Zhu Pan, Ouyang Wanqi, Guo Yongxing, Zhou Xinglin
Key Laboratory of Metallurgical Equipment and Control Technology, Ministry of Education, Wuhan University of Science and Technology, Wuhan, China.
Hubei Key Laboratory of Mechanical Transmission and Manufacturing Engineering, Wuhan University of Science and Technology, Wuhan, China.
Front Bioeng Biotechnol. 2022 Jul 14;10:923364. doi: 10.3389/fbioe.2022.923364. eCollection 2022.

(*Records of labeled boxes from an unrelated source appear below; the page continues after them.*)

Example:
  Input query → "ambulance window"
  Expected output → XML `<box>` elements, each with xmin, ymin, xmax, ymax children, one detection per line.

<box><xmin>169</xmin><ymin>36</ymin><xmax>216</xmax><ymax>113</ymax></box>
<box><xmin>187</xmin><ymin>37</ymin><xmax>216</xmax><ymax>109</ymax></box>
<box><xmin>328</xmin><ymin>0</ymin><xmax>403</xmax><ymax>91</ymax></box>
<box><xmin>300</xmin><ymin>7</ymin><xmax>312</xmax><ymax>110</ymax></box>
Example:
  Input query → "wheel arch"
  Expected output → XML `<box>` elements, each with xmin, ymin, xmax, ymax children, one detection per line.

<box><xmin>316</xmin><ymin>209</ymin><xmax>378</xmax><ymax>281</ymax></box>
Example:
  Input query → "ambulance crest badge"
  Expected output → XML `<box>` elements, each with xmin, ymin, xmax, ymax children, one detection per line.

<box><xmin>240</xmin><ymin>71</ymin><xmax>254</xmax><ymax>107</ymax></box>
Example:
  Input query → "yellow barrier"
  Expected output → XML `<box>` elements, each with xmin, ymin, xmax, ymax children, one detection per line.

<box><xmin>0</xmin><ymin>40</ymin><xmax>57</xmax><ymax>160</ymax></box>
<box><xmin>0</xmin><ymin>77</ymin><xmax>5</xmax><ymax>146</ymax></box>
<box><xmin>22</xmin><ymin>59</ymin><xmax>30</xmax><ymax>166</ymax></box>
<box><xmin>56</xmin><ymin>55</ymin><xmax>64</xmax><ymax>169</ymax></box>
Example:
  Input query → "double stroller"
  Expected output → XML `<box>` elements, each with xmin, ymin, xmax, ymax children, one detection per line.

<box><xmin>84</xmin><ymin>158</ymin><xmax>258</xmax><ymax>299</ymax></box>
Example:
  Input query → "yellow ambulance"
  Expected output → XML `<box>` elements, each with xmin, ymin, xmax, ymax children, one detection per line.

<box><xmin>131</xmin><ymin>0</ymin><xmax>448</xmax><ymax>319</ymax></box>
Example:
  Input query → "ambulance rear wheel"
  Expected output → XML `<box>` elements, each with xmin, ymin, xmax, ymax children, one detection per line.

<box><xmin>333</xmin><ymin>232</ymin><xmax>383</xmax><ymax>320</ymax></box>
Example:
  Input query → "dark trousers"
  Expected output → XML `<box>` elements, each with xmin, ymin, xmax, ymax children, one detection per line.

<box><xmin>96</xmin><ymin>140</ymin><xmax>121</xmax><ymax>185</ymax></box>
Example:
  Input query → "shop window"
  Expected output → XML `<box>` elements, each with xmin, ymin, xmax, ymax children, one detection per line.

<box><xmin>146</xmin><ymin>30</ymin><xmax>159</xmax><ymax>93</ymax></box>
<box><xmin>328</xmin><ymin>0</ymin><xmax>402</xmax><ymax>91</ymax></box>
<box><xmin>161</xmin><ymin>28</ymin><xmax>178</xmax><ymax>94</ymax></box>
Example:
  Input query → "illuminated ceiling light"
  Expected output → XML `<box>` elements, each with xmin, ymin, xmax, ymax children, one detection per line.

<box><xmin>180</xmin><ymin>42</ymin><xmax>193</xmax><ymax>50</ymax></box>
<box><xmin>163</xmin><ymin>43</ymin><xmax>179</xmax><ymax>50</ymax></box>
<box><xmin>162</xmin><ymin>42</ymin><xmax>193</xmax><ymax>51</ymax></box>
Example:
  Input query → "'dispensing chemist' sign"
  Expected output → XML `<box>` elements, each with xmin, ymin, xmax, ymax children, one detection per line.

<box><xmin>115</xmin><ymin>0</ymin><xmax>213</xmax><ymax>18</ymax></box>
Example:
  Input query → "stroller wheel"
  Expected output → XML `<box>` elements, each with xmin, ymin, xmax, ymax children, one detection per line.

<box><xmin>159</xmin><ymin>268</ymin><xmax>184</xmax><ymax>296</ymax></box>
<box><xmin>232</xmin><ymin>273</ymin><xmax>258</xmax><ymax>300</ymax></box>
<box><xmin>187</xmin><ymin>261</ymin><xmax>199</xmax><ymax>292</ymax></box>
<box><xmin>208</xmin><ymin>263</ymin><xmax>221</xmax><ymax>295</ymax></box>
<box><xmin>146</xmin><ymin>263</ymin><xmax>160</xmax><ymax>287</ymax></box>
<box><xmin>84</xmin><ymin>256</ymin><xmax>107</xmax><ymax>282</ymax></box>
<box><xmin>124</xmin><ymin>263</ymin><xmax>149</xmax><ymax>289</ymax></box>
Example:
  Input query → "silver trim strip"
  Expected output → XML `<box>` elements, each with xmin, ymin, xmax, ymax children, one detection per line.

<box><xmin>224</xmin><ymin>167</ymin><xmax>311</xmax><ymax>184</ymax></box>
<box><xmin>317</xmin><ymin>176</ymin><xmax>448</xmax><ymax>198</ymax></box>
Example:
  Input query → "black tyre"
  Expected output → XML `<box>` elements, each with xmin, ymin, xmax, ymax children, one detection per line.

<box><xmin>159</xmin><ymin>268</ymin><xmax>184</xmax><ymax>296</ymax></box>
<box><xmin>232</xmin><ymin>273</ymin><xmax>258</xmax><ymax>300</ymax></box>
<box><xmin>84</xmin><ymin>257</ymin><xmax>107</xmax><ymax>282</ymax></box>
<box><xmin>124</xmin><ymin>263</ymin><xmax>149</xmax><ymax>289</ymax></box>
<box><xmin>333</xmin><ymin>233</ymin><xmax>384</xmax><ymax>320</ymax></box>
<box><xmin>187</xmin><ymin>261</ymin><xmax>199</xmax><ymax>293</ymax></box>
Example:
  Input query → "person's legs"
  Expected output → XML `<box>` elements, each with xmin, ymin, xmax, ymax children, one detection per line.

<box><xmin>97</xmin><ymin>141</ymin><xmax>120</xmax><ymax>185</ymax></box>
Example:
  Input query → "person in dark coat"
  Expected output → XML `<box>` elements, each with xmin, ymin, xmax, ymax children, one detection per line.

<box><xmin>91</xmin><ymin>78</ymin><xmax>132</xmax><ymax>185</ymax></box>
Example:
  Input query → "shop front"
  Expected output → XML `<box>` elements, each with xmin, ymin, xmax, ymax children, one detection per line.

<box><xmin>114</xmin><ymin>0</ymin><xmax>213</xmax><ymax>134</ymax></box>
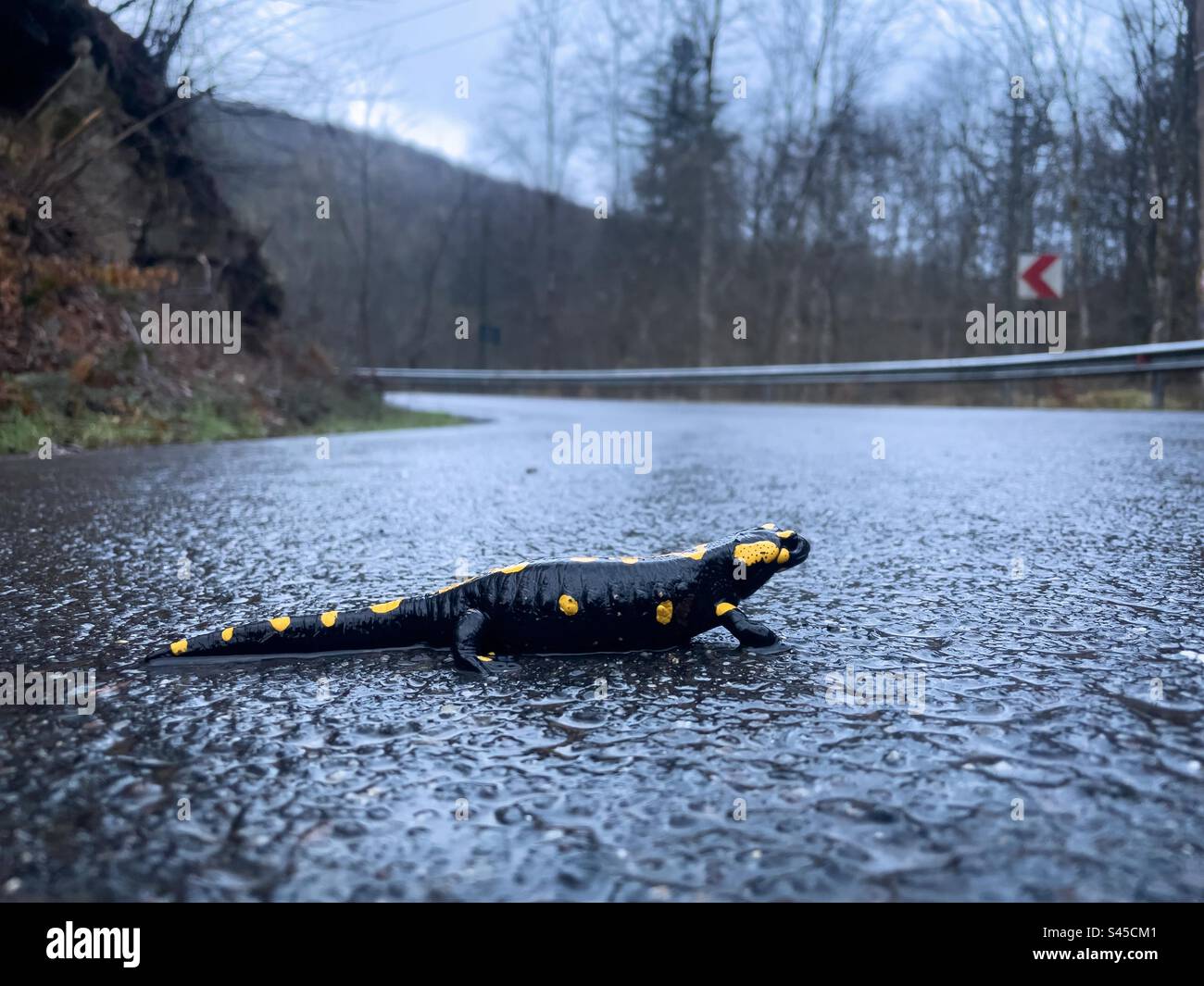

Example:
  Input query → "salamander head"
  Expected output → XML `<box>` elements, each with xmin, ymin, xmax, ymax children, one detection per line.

<box><xmin>707</xmin><ymin>524</ymin><xmax>811</xmax><ymax>598</ymax></box>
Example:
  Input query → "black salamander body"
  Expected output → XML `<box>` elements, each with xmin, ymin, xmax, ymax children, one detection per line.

<box><xmin>148</xmin><ymin>524</ymin><xmax>810</xmax><ymax>672</ymax></box>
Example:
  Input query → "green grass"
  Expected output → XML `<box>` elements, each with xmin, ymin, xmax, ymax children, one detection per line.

<box><xmin>0</xmin><ymin>374</ymin><xmax>469</xmax><ymax>454</ymax></box>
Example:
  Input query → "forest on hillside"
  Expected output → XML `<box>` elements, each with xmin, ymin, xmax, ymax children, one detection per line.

<box><xmin>98</xmin><ymin>0</ymin><xmax>1199</xmax><ymax>368</ymax></box>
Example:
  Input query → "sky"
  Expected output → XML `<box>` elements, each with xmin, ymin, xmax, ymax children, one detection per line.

<box><xmin>99</xmin><ymin>0</ymin><xmax>1109</xmax><ymax>202</ymax></box>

The image fusion algorithm has great application value in the domain of computer vision, which makes the fused image have a more comprehensive and clearer description of the scene, and is beneficial to human eye recognition and automatic mechanical detection. In recent years, image fusion algorithms have achieved great success in different domains. However, it still has huge challenges in terms of the generalization of multi-modal image fusion. In reaction to this problem, this paper proposes a general image fusion framework based on an improved convolutional neural network. Firstly, the feature information of the input image is captured by the multiple feature extraction layers, and then multiple feature maps are stacked along the number of channels to acquire the feature fusion map. Finally, feature maps, which are derived from multiple feature extraction layers, are stacked in high dimensions by skip connection and convolution filtering for reconstruction to produce the final result. In this paper, multi-modal images are gained from multiple datasets to produce a large sample space to adequately train the network. Compared with the existing convolutional neural networks and traditional fusion algorithms, the proposed model not only has generality and stability but also has some strengths in subjective visualization and objective evaluation, while the average running time is at least 94% faster than the reference algorithm based on neural network.
图像融合算法在计算机视觉领域具有重要的应用价值,它能使融合后的图像对场景有更全面、清晰的描述,有利于人眼识别和自动机械检测。近年来,图像融合算法在不同领域取得了巨大成功。然而,在多模态图像融合的泛化方面仍面临巨大挑战。针对这一问题,本文提出了一种基于改进卷积神经网络的通用图像融合框架。首先,通过多个特征提取层捕获输入图像的特征信息,然后沿通道数堆叠多个特征图以获取特征融合图。最后,来自多个特征提取层的特征图通过跳跃连接和卷积滤波在高维上堆叠进行重构,以产生最终结果。本文从多个数据集中获取多模态图像,以生成一个大的样本空间来充分训练网络。与现有的卷积神经网络和传统融合算法相比,所提出的模型不仅具有通用性和稳定性,而且在主观可视化和客观评估方面具有一定优势,同时平均运行时间比基于神经网络的参考算法至少快94%。